The two companies announced that their development program for fermentation-based steviol glycosides is already moving into pilot scale, “potentially making it available for commercialization sooner than expected”.
As reported by FoodNavigator-USA earlier this year, the initial timetable for pilot scale product for the steviol glycosides was scheduled for 2014, with the first fermentation-derived steviol glycoside product expected to be available for commercial launch in 2015/2016.
However, David Henstrom, global business director for Health Ingredients, Cargill Corn Milling North America, told us that, “[while] the pace of progress for this development program continues to exceed our expectations, we are not commenting on commercial availability at this time.”
“When you consider that this collaboration on steviol glycosides is barely six months old, we can certainly say that the complimentary skills and capabilities between our two organizations is a key element of our strong technical progress to-date,” added Henstrom.
The companies announced the partnership for the development and commercialization of the fermentation-derived steviol glycosides on 5 March 2013. As part of the agreement, Cargill made a US$5 million) equity investment in Evolva, with the Swiss company set to receive up to US$7.5 million in milestone payments.

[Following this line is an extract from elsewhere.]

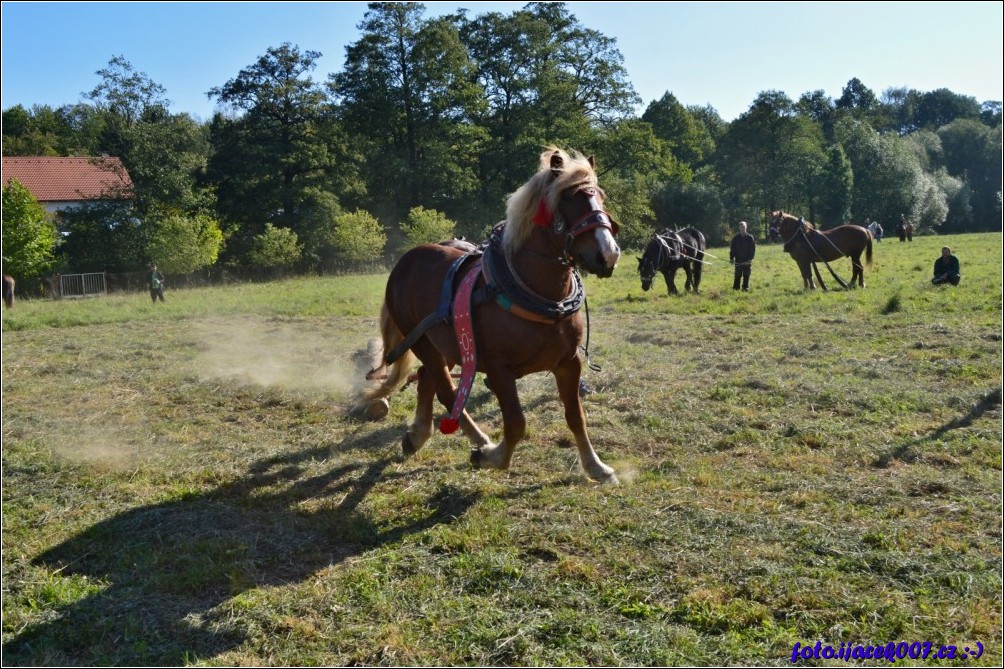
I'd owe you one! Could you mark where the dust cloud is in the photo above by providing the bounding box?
[191,318,374,397]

The partnership has consistently touted the benefits to food and beverage manufacturers of the fermentation-derived steviol glycosides by “enabling cost-effective, commercially relevant sweetening solutions that include the best-tasting minor steviol glycosides”.
“The stevia market is focused on understanding the subtleties of how different steviol glycosides interact to create the most pleasing sweetness profile,” said Henstrom. “This technology complements Cargill's existing and forthcoming innovations in stevia-based sweeteners.”
Henstrom added that, while one of the goals of this development program is to optimize cost, it is too early to know how it will affect pricing.
Evolva has been working on the technology for the past several years, to produce commercially viable sweeteners that are molecularly identical to stevia extracts, but without relying on the cultivation, processing and refining of stevia plants.
It claims that the fermentation process will allow it to select and produce specific steviol glycosides – the components responsible for stevia’s sweet taste. This means it could produce different, lower cost, and perhaps better-tasting, steviol glycosides in quantities that are currently not commercially viable because of their low concentration in the stevia leaf.
Evolva says its process adapts fermentation technology to produce steviol glycosides through low-cost, sustainable carbohydrate feedstocks that can be sourced “virtually anywhere on the planet”.
“The pace of progress in this collaboration with Cargill has exceeded our expectations,” said Neil Goldsmith, CEO of Evolva. “This is terrific news for not only producers, but also for the consumers around the world who will be able to enjoy a much broader spectrum of reduced-calorie products.”